What is Emotet Malware and how is it Delivered?
Emotet originally arrived on the scene as a new banking trojan in 2014. In the past 12 months, however, it has evolved from a standalone threat into a prolific distributor of other trojans, including TrickBot, Zeus Panda Banker, IcedID, Qakbot, and Dridex. In 2020, it has become an increasingly pervasive menace, with the United States Computer Emergency Readiness Team (US-CERT) issuing an alert highlighting the serious threat posed by Emotet and describing it as “among the most costly and destructive malware” affecting organizations today.
How is Emotet delivered?
Emotet malspam is very different from other malware email campaigns in that it starts early and lasts throughout the whole day, making it hard to determine the end of one campaign and beginning of the next. However, in general, campaigns start at night between 1:00am EST and 5:00am EST. There are exceptions to this as some campaigns start much later in the day, for example at 3:00pm EST on August 5, 2020.
Emotet campaigns can typically be seen Monday through Friday, and there is no significant sending on weekends. There are some exceptions to this as the actor did not send malicious email on Friday, July 24, Monday, August 3, Tuesday, August 4, or during the period of July 17, 2020 to August 18, 2020.
TA542 continues to leverage social engineering mechanisms to increase infection rates. They compose emails in the appropriate language for the targeted country. They use simple “call to action” emails.

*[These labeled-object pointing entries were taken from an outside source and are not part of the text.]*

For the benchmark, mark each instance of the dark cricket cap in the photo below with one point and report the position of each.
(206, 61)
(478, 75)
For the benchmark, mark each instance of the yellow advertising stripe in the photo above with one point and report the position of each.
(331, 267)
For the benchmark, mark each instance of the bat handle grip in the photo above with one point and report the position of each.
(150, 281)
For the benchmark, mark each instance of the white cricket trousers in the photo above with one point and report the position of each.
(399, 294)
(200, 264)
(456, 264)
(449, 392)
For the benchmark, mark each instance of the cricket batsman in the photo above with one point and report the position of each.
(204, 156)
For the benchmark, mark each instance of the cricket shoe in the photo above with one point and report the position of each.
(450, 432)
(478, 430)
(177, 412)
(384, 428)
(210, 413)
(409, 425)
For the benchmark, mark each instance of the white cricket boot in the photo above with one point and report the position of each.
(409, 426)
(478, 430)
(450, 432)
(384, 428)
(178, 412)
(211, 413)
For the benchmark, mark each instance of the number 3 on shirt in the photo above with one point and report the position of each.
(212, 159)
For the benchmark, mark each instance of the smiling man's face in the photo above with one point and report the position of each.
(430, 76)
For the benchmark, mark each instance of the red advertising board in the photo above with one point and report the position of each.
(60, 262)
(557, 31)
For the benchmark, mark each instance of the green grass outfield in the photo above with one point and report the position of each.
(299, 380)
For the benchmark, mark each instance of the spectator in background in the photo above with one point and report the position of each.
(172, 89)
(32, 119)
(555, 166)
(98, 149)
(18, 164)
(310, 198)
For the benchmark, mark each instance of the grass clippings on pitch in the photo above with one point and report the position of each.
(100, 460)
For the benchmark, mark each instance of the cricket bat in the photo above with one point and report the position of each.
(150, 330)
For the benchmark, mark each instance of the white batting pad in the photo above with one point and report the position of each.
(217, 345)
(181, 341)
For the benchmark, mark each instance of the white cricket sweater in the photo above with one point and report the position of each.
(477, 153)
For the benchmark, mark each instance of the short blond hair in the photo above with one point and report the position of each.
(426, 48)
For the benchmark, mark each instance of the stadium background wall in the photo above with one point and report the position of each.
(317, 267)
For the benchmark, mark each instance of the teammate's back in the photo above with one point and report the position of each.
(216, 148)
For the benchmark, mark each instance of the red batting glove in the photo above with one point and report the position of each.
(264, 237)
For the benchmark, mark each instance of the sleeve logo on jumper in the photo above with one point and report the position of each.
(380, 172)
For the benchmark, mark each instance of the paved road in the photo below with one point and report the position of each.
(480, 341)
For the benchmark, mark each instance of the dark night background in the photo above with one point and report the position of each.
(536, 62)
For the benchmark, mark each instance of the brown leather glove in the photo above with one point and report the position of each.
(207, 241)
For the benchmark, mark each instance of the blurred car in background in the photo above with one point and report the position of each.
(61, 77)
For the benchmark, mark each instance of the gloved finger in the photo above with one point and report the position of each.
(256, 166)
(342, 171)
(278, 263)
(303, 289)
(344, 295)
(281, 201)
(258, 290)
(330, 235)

Note: The diagram below depicts one of the many variations of Emotet infections. Emotet is constantly evolving, however, and current samples appear to have ditched the credential-scraping and selfpropagation modules in favor of downloading and deploying other banking trojans with those capabilities.
Emotet by Email
A large percentage of Emotet emails use thread hijacking (replies to previous conversations), and the subjects begin with “Re: ” or “RE: “, such as:
Re: [subject from stolen email]
RE: [subject from stolen email]
Another noticeable trend is using the recipient’s name, job function, company name, or company domain in the subject. The Friendly-From name of the sender address often contains the company name or domain. The email body also often contains the company name, domain or recipient name in the greeting and signature.
Emotet delivery by URLs
We have not observed changes in the way that this actor embeds URLs in emails. The URLs are still frequently hosted on compromised sites, including vulnerable WordPress installations. The URLs hosted on compromised WordPress CMS sites are obvious to spot as they are often hosted with “wp-content”, “wp-admin”, “wp-includes” and other similar folder structure. For other URLs it is not immediately obvious how the actor compromised the sites since there are a range of servers (i.e. Apache, nginx, IIS), databases (i.e. MySQL), languages (i.e. PHP), libraries, plugins, eCommerce frameworks, etc.
The actor typically adds a nested structure of one or more folders on the compromised site and hosts a malicious PHP script that initiates the download of the payload. Currently we only observe URLs leading to Microsoft Word documents with macros.
Conclusion
Since returning from an extended vacation, TA542 email campaigns are once again the most prevalent by message volume by a large margin, with only a few other actors coming close. They have introduced code changes to their malware, such as updates to the email sending module, and picked up a new affiliate payload to distribute (Qbot). They continue to experiment with delivery to new countries. Despite these changes we also noted that many of their other methods and tooling have remained relatively unchanged from previous activity since their return. Current lures, delivery mechanisms, and widespread geographic targeting are all similar to what we have observed in the past. Whether they iterate and change their tactics or continue in the same manner, Emotet remains a highly dangerous threat.